ASHE COUNTY-People around the globe – including here in Ashe County – held their breath Friday night as simultaneous terrorist attacks unfolded in Paris, France.
That included Philippe Robert, a West Jefferson resident with more than a dozen family members scattered across the Paris-metropolitan area.
“You see what’s happening and you just have to wait for a phone call or some kind of message that people are safe,” Robert, who grew up in Lorient on the French coast, said. “And that’s tough when you’re seeing it happen on TV from here.”
In Robert’s case, all his friends and family turned out to be safe amid the deadliest violence to hit France since the end of World War II. Coordinated gun-and-suicide bombing attacks across Paris left 129 people dead and 352 injured, according to the Associated Press.
Attacks included a soccer stadium and a concert hall where an American rock band was performing.
The Islamic State claimed responsibility for the attack, and French President Francois Hollande vowed his country would wage “merciless” war on the terrorist group, as investigators raced to track down their accomplices and uncover possible links to networks in Belgium and Syria on Saturday.
The White House said afterward that President Barack Obama was briefed on cooperation with the French on intelligence sharing and military action against the Islamic State group, according to the AP.
Obama earlier called the attacks on Paris “outrageous attempt to terrorize innocent civilians” and vowed to do whatever it takes to help bring the perpetrators to justice. Speaking to reporters at the White House, Obama called the attacks a “heartbreaking situation” and an “attack on all of humanity,” according to the AP.
And people throughout the French country were staying close to home, Robert said.

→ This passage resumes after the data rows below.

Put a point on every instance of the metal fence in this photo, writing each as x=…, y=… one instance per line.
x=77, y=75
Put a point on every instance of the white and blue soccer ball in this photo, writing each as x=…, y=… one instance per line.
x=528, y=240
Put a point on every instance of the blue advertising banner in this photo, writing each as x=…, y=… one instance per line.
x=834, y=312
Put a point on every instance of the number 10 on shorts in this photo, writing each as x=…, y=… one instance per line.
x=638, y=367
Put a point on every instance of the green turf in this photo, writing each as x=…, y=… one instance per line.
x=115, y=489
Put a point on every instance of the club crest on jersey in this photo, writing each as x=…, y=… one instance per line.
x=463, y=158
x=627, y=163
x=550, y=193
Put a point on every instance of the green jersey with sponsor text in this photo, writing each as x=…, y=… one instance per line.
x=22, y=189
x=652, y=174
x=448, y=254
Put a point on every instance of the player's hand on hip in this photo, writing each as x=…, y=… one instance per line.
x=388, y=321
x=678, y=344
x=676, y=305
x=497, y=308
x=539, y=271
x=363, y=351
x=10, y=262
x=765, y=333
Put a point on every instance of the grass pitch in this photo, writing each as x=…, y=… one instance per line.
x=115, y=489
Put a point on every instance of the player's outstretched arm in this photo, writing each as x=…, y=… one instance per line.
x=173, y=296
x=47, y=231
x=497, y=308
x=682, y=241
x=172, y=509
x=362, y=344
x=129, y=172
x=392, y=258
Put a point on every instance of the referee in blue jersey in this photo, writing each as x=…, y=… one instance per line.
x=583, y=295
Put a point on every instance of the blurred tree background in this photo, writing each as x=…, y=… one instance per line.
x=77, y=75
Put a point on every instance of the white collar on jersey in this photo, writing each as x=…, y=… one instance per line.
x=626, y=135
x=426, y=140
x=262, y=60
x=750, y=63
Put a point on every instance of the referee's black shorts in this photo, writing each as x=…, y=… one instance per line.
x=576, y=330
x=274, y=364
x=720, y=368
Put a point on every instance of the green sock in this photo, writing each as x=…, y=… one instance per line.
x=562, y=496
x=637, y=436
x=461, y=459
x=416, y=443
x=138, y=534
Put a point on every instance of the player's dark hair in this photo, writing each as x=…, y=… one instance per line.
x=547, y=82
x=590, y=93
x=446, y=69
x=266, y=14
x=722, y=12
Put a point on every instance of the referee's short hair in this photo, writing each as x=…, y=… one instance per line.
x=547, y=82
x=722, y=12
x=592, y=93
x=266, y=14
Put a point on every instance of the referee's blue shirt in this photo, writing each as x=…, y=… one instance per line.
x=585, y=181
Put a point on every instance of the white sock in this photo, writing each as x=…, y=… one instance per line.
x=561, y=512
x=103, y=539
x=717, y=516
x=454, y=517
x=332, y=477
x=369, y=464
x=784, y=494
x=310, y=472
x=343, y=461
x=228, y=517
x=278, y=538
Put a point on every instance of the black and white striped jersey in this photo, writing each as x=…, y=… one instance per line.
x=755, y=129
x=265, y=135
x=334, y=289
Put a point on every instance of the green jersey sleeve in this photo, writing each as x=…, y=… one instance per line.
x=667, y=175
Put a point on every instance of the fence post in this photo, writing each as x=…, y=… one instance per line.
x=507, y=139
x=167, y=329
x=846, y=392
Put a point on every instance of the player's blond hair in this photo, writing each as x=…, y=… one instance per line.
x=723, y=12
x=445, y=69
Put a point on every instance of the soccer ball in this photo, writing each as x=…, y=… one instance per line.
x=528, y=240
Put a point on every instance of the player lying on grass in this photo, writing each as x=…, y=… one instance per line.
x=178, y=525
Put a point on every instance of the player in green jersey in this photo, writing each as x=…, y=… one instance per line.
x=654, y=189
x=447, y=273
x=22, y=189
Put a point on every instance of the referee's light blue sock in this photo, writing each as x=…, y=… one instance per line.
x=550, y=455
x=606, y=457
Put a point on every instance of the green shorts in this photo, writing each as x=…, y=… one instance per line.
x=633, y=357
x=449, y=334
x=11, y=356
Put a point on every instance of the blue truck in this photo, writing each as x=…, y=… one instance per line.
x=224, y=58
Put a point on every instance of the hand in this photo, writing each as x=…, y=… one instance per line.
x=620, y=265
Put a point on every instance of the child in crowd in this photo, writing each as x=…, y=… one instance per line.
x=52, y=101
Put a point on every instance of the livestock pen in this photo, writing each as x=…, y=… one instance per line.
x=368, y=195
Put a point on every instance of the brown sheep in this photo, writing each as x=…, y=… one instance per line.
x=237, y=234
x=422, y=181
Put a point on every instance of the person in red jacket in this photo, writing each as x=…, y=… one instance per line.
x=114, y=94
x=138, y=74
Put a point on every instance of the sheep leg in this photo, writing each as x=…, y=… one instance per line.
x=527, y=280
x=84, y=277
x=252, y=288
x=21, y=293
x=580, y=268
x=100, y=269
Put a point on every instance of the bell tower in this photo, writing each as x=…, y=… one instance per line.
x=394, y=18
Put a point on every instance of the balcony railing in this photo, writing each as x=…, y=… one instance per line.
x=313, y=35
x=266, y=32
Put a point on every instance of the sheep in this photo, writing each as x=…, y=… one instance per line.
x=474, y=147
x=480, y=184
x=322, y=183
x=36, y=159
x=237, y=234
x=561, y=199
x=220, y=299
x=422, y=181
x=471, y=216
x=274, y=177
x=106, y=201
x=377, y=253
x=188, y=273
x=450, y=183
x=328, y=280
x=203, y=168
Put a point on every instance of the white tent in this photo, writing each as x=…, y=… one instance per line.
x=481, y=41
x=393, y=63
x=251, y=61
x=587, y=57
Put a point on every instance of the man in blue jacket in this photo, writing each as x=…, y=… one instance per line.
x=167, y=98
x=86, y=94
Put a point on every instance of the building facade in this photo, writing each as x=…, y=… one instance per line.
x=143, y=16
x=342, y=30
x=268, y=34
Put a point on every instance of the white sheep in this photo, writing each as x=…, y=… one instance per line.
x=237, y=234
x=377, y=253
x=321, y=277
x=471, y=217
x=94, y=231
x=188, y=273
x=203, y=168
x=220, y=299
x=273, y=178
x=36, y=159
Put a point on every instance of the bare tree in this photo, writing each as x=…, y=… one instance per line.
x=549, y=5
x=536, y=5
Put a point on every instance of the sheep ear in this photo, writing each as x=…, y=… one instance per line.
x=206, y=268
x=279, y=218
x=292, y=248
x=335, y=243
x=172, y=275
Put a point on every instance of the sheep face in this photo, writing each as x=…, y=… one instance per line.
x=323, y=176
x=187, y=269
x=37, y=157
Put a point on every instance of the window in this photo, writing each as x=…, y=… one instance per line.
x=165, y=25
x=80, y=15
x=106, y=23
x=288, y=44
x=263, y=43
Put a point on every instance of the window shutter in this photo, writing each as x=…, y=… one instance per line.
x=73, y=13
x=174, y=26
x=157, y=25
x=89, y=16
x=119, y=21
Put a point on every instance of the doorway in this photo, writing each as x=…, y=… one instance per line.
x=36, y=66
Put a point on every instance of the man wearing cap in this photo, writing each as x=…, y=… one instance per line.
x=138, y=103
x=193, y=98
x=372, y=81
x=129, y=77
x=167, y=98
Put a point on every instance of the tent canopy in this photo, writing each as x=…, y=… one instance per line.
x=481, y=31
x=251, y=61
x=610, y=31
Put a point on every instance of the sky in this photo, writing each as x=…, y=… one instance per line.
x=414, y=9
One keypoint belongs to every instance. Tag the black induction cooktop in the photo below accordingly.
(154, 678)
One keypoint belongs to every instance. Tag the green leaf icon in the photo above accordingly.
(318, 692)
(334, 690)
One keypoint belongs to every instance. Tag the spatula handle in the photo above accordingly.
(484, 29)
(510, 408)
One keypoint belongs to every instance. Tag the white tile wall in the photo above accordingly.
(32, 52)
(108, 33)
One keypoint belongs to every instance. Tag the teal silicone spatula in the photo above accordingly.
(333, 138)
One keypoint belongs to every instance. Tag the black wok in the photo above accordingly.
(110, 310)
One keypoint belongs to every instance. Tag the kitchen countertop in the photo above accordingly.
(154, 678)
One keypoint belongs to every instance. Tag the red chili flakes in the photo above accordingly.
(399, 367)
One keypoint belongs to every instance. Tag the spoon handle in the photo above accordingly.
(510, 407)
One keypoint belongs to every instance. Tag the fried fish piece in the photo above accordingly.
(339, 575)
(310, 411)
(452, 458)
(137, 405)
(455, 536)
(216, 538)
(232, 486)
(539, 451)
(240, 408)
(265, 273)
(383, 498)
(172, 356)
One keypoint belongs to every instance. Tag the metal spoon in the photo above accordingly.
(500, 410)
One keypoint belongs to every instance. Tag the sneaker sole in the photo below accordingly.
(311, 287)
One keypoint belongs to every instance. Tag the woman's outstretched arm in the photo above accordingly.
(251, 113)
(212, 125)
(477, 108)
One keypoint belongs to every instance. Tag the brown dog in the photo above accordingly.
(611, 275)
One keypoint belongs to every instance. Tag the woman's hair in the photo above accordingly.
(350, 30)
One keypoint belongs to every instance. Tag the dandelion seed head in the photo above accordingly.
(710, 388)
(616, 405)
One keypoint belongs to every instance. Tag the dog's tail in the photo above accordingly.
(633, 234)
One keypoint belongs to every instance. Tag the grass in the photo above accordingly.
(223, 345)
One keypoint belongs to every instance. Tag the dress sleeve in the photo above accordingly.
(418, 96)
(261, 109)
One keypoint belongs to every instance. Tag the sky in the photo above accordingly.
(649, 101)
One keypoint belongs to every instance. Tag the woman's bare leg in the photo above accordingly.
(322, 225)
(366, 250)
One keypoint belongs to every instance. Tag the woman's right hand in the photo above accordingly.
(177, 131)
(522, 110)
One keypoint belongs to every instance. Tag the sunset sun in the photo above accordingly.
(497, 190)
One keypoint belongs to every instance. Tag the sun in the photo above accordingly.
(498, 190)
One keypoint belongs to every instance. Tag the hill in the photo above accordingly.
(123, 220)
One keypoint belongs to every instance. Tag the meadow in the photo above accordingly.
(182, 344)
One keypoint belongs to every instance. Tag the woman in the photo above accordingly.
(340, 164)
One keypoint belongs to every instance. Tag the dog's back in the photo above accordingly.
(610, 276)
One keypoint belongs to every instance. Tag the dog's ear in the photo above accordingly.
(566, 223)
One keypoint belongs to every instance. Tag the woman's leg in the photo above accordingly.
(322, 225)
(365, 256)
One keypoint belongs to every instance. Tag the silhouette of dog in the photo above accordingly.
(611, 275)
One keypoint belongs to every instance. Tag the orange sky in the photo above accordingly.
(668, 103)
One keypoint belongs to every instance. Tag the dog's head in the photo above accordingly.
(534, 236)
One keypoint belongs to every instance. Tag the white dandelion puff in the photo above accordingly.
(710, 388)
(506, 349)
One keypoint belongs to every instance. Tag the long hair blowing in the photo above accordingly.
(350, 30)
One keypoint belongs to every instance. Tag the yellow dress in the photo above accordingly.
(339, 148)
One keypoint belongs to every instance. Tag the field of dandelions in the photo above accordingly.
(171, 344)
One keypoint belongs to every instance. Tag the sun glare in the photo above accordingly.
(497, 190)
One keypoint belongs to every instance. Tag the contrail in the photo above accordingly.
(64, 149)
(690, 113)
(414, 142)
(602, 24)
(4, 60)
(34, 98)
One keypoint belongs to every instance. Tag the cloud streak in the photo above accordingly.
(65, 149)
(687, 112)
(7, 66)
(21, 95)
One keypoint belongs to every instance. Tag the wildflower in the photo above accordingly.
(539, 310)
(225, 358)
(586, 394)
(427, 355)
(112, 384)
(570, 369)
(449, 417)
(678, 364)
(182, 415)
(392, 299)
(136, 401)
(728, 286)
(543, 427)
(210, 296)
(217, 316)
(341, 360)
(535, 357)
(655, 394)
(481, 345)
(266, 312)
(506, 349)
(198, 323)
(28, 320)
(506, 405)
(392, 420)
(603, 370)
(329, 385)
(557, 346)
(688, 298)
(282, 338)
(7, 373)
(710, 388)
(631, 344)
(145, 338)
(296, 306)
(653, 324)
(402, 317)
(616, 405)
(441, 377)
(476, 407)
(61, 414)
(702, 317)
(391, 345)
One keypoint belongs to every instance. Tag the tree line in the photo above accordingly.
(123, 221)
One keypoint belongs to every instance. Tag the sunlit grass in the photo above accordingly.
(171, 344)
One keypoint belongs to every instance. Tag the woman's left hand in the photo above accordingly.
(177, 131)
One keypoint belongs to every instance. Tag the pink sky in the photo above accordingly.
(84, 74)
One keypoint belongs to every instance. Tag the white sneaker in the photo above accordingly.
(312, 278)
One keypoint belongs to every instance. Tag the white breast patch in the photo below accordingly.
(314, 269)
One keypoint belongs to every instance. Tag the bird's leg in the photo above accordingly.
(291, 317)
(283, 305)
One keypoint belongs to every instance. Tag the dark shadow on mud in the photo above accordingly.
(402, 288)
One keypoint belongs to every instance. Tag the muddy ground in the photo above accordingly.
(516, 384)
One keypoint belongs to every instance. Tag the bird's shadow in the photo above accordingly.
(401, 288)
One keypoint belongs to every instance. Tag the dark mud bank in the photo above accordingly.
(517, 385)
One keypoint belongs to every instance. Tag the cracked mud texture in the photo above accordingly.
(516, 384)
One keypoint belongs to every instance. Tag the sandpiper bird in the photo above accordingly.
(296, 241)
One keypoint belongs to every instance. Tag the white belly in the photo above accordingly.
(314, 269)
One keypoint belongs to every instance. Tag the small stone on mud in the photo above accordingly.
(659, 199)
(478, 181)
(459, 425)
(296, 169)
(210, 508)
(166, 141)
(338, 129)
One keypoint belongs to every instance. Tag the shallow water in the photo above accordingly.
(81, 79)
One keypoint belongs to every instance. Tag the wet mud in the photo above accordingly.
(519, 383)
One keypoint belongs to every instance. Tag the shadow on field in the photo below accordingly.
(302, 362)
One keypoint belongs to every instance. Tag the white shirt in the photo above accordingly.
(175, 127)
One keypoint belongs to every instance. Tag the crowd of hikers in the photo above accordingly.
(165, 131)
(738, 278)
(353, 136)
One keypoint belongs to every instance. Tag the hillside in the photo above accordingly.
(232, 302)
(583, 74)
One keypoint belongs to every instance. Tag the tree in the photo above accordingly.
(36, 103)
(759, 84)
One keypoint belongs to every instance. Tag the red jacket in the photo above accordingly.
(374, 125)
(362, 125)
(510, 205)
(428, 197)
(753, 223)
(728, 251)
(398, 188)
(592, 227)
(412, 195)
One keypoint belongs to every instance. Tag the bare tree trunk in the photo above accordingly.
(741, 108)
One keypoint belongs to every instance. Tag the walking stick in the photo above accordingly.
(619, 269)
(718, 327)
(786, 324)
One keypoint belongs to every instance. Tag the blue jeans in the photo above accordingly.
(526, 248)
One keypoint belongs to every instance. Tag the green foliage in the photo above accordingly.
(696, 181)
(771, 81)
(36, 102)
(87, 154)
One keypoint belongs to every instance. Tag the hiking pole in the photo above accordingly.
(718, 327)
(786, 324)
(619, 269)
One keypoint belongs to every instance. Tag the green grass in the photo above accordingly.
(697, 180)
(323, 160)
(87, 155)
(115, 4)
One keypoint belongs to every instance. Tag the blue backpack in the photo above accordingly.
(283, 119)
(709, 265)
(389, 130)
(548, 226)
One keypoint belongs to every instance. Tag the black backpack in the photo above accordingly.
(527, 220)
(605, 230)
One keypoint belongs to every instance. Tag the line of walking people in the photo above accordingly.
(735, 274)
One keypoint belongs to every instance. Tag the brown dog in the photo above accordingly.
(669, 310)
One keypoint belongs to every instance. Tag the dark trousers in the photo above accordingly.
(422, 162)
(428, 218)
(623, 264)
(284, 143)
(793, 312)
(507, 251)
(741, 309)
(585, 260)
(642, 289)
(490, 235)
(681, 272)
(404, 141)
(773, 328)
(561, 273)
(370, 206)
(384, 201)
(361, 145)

“My sister, who lives in Brittany, said nobody is on the streets,” Robert said. “It’s quiet right now as everybody takes this in.”
Robert, who was born in Algeria and grew up along the French coast before moving to the United States in 1978 and finding work as a commercial diver, believes conflict and terrorism are nothing new to mainland Europe. But faltering economies, declining birthrates and an influx of immigrants from developing countries have given rise to more tension, he said.
“The idea, the mindset, is that if you can sneak into Europe and cause havoc the whole world is going to see it, and everybody is going to be scared,” Robert said. “And this is something, unfortunately, that Europe has lived with forever.”